Olamide Babatunde
“Nigeria is going back to Barbarism,” said Uchenna Nwankwo to the press at the public presentation of his eight book, Shadows of Biafra. As a writer, he has brought his expertise to weigh in on the Nigerian political scene explaining that one of the problems Nigeria is faced with is that local authority has been taken away, leaving restructuring as the only way forward.
While he condemned the unnecessary restiveness of youths in the south-east and wondered why they would fight the age-long gerontocracy style of the Igbo for centuries, he explained the rationale behind writing the book was the tenuous battle for the survival of Nigeria. He said that the book would help to set right Nigeria, which was built on a faulty foundation.
Sitting among other eminent Nigerians at the Nigerian Institute for International Affairs, he didn’t cut the look of an author as he shared banters and pleasantries with guest that came to celebrate him. Some dignitaries, who attended the event, included Ndubuisi Kanu, retired admiral and former Imo State military governor; Senator Ebenezer Ikeyinwa, Anambra Central representative in the third Assembly; Fred Agbeyegbe, Uche Dimgba, Eze Udo Ikeja; Supo Shonibare, Social Democratic Party, SDP, national vice-chairman, among others.
The book, an in-depth historical compilation of memories and facts condensed into 511 pages, revisits the pre and post-colonial set up, linking the dots that connects to present day administration and democratic governance with all its attending intricacies.
Tochukwu Ezukanma, the reviewer, noted that the author, remarkably, looked into the post-civil war problems confronting Nigeria from which it could be adduced that failure to mend fences between the victor and the vanquished on the part of the federal government at the end of the civil war.
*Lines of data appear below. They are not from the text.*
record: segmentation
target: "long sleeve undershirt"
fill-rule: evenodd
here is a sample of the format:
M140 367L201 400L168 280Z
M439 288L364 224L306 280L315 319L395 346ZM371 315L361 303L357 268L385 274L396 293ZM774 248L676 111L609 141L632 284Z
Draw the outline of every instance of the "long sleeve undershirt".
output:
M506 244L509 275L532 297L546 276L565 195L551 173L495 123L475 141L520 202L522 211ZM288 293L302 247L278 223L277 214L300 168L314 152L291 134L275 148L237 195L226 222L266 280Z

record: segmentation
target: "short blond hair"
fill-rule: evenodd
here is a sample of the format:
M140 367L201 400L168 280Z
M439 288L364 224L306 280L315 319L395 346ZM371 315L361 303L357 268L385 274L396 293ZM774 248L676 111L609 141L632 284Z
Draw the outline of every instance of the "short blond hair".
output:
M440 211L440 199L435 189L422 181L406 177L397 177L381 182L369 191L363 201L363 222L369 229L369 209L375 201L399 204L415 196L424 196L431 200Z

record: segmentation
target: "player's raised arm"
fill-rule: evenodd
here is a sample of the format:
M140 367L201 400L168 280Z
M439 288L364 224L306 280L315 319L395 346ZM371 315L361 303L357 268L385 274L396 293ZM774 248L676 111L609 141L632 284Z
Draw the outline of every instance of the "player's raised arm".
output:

“It gives an overview of the three broad political/cultural structures of the multi-ethnic agglomeration that was amalgamated and called Nigeria by British colonialism. It postulates that these three main pre-colonial, political and cultural ideologies, to a great extent, shaped the attitudes, tendencies and ideologies of the major political actors in Nigerian politics,” he noted.
The National Vice President of SDP, Supo Shonibare, commended the efforts of the writer for documenting the agitations of Biafra from a fresh and detailed angle, which opens up more conversations on state of politics going on in the country.
He advised that it was necessary to learn from it so that a formidable history will not repeat itself, “My take is that it is useful to us to read an account of event that was initially an agitation for self-determination and restructuring, and it is very apt at this stage of the Nigerian structure for us to realise that there is no nation in the world with different ethnicity that operates the kind of unitary system that we operate.
“The solution to all issue of tribalism and marginalisation the anecdote and only sensible reaction that Nigerians should have is that we restructure our country, and devolve powers to the various ethnic zones so that we can be a truly federal system and the issue of not allowing that to happen resulting in civil war should be something we should remind ourselves so that we don’t go that part again.”
The antecedent events detailed in this extensive work and the continuity it offers insightfully into the future makes for a deep source of reference for the younger generations and historians.